The more I learn that there is a whole generation of us who were essentially "raised" by Peary, the more delirious it makes me.

About 10 years ago, I looked up Peary's number in the Manhattan phone book and called him. He answered and was incredibly gracious.

I also ran an interview with him by J.R. Taylor five years back at Mr. Skin (link contains some NSFW surroundings):

Ned Merrill said...

McBeardo- Thanks so much for your comments. I will surely take a listen to that interview you linked. I guess if there are Kaelites there can be Pearyites or Pearytes.

I agree with your findings that we are part of the "Peary generation" and am always enthused when I meet fellow Peary readers--it's somewhat akin to finding fellow fans of an obscure film or "cult movie" that, until then, you thought no one else knew existed.

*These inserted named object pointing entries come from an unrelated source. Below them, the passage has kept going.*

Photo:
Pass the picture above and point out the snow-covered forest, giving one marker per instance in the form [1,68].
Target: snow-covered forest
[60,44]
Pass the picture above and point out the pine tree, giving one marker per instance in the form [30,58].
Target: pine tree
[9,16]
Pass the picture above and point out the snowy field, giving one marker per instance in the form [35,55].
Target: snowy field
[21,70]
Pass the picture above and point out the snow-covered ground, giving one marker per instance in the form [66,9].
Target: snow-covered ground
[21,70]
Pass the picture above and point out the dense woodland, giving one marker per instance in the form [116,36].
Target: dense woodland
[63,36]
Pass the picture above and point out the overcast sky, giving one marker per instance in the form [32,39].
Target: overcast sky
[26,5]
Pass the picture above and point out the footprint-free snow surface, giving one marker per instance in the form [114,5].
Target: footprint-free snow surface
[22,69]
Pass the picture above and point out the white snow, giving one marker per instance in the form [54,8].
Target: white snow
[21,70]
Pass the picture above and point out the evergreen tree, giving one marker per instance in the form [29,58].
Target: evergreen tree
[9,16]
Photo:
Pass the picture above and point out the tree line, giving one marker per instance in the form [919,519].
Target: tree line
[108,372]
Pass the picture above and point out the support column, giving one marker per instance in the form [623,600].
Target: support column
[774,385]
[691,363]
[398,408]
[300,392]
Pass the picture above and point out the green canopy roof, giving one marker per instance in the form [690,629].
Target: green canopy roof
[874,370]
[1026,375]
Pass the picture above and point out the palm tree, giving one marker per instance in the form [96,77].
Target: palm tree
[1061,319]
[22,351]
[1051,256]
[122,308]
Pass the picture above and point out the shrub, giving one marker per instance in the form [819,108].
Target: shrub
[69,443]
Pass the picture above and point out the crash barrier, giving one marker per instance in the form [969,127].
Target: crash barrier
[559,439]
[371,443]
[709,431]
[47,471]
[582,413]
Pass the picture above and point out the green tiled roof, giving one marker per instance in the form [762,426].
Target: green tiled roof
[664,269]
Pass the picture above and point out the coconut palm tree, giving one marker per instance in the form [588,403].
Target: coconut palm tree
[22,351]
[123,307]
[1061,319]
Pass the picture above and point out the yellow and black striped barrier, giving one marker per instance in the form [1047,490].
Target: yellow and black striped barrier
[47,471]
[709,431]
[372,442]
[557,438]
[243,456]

I wrote Peary a letter when I was a teenager requesting films to be included in CULT MOVIES 4. But, I never had the moxie to call him up. Cheers to you for doing that!

christian said...

I've been wondering what happened to Peary as his books are some of the most readable and fascinating on my shelf. I miss his film writing.

Dean Treadway said...

I second the love displayed here of Mr. Peary's film writing, as you will see here at I can say no more than I do in my piece, except that I despair that there will be no more new film books from him. A tremendous influence on me as a lover of film and a writer. And good news about DEEP END. I have a one-sheet for it that I'd like to value a little more by seeing the darn thing!

Ned Merrill said...


Thanks for sharing your link. DEEP END has been showing on TCM lately and a DVD / Blu-ray is supposed to be forthcoming from BFI soon and, hopefully, Criterion a little later. Bavaria restored it recently.

Michael O'Sullivan said...

From not being available at all, we now have the 3-disk BFI release: the film, the Blu-ray and an extra disk of extras,including long interview with Jane Asher and John Moulder-Brown. I have admired Jane for decades but that very mysterious actor Moulder-Brown (his IMDB page has nothing about him) looks great 40 years later ... fascinating stuff. Jane's apricot hair and that yellow mac - what a colour combination. Like Antonioni and Polanski before him Skolimowski shows us a whole new side of London.